Denise Hanke: “Eczacıbaşı’na geldiğim için çok mutluyum”

Sitemiz dış haberler editörlerimizden Murat Çolakoğlu Eczacıbaşı ve Almanya Milli Takımı’nın pasörlerinden Denise Hanke ile Şampiyonlar Ligi Dörtlü Finali’nde VakıfBank karşısında verecekleri zorlu sınav öncesinde bir araya geldi. Başarılı oyuncu ile filizlenen voleybol kariyeri, milli takımda Giovanni Guidetti ile deneyimi, Eczacıbaşı’ndan teklif aldığındaki tepkisi, kendi performansıyla ilgili değerlendirmesi ve daha birçok konu hakkında keyifli bir sohbet gerçekleştirdik.

-Voleybola ne zaman başladın?
Almanya’da 5. sınıfta başladım. Bir gün okula bir antrenör geldi. Sadece büyük kızlar arıyordu sanırım (gülüyor). Birlikte oynamamızı istedi. Birkaç oyun oynadık birlikte. Yaşıma göre top kontrolümün çok iyi olduğunu söyledi. Sonra voleybola oynamaya başladım ve her şey ardı ardına geldi.

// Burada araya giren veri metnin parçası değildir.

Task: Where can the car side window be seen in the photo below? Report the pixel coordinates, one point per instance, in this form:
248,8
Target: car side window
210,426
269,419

-Yıldız Kızlar Milli Takımı’ndaki ilk maçın nasıl oldu?
Almanya’da genç voleybol oyuncuları her yıl yapılan büyük bir turnuvamız vardı. Sonrasında her takımdan birkaç oyuncu seçip bir kampa davet ettiler.

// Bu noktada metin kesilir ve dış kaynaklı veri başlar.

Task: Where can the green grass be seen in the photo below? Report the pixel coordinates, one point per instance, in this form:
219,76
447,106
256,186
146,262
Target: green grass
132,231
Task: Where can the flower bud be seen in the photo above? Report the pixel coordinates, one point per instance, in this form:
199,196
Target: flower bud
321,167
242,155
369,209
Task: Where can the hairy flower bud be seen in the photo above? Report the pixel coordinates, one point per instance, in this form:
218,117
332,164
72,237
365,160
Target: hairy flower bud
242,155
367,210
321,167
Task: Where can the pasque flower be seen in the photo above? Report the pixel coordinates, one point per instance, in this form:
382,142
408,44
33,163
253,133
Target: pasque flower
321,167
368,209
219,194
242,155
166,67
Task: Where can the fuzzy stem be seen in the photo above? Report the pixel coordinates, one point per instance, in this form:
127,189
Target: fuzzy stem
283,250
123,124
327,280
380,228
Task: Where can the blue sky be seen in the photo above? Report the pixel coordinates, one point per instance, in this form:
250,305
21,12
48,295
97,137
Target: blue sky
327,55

-Lise takımları mıydı bunlar?
Lise takımları gibi değil de Almanya’nın farklı bölgelerinden takımlar gibiydi. Bu bölgelerdeki takımlar birbirlerine karşı oynadıktan sonra en iyi 12-18 arası bir sayıda oyuncu bir kamp için seçilirdi. Bu Almanya’daki genel olarak uygulanan bir sistem ve gerçekten iyi çalışıyor diyebilirim. Sonra kendimi bir süre sonra milli takım için hayatım boyunca turnuvalar için antrenman yaparken buldum (gülüyor).

“2005’teki takımımız cesur, şevkli ve güçlü karakteri olan bir takımdı”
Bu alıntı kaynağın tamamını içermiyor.